If I were a stuffed toy in Doc McStuffin’s makeshift clinic, the junior prodigy would probably diagnose me with “Overguiltatosis.” That’s because sometimes I think I try so hard to be a good mom that I am a bad mom.
Take this morning for example. My daughter wanted me to make pancakes with her. I needed to get a few things accomplished around the house. But instead of telling her that another morning would be better, I rushed through the task of making the pancakes, half-heartedly involving her as I mixed, flipped and served a breakfast created out of pure guilt. I wanted so badly to be a good mom and make the meal she requested. I wanted to teach her how to cook, all with wholesome ingredients of course, while creating a lasting memory she could cherish her entire life long. Whew! It’s exhausting…and all before 9:00 AM and my first cup of coffee.
Now I ask you: If I had slapped a bowl of Cheerios on the table, would that mean I loved her any less? Is that what we fear as moms; that if we give any less than 100% of ourselves at every moment we aren’t conveying the true scope of our adoration for our children?
I posit that we are worried about disappointing ourselves as much as our children. We went to good colleges, we had smart jobs that impressed others at the fancy dinner parties we used to attend pre-kids. We are used to being “A” students who qualified for extra-credit and took the AP test. So if we serve Cheerios instead of nutritious, heart-shaped pancakes to our children, isn’t that the equivalent of phoning in an essay test? That’s like getting a “C” on a mid-term. Except we have to pass the tests of our own creation at every second as moms.
To be fair, the pressure we place on ourselves to be good moms (make that perfect moms) is not solely of our making. Aren’t we constantly subjected to suggestions that we make the perfect, nutritiously balanced meals for our kids? Aren’t we bombarded with ways to enhance the childhood experience from making a craft out of a toilet paper roll to creating a learning experience out of a trip to the grocery store? Is that why I feel like a bad mom if my kid doesn’t get enrichment out of stopping by the Quik Check?
If I let my kids watch a show so I can take a shower, why do I feel guilt coursing through my veins while I shave my leg (because who has time to shave both)? If I take a phone call while my daughter is within earshot, is that why I question if I’m a bad mom for “ignoring” her requests to watch her jump off the couch for the 11th time while I chat?

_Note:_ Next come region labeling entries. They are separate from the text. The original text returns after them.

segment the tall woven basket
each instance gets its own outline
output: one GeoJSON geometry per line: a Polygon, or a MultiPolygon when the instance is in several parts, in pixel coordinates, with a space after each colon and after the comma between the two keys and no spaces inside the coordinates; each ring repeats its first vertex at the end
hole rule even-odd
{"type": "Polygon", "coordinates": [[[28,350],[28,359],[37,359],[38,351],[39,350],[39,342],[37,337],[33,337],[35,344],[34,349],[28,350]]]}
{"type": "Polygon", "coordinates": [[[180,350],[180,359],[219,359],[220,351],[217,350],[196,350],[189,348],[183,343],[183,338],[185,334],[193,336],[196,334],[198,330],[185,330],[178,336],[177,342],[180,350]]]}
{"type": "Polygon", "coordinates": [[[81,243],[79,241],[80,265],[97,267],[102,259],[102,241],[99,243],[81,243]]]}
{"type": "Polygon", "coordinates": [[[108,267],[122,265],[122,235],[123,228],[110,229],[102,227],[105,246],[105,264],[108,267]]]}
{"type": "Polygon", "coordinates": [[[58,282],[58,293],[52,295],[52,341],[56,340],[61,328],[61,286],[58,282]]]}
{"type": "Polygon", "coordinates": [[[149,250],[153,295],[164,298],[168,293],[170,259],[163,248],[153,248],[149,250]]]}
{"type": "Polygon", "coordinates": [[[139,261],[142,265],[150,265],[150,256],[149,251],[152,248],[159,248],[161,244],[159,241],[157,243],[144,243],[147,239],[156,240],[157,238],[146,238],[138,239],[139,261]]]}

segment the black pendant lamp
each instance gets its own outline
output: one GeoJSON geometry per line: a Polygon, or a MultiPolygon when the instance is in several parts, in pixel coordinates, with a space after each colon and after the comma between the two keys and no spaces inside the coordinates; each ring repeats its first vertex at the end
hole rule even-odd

Perhaps I’m trying so hard to be a good mom, that I’m becoming a bad mom. After all, how much can I delight in the moment if I’m mentally chastising myself for checking my Facebook page before I took my kids to the park? How can I take a mental picture of the joy my children are experiencing from the simple act of blowing bubbles if I’m busy feeling guilty that I’m serving frozen pizza for dinner?
I’m not sure how to change any of this, by the way. I’m pretty sure guilt is part of the deal when you’re a mom. I’m pretty sure I won’t give myself a break or just chill out. After all, I’ve been groomed and trained my entire life to feel as though I have to accomplish much more than the average person. I can’t very well settle for being a pretty good mom or an okay mom. I just hope my quest to be a good mom doesn’t make me a bad mom.
Do you suffer from “Overguiltatosis?”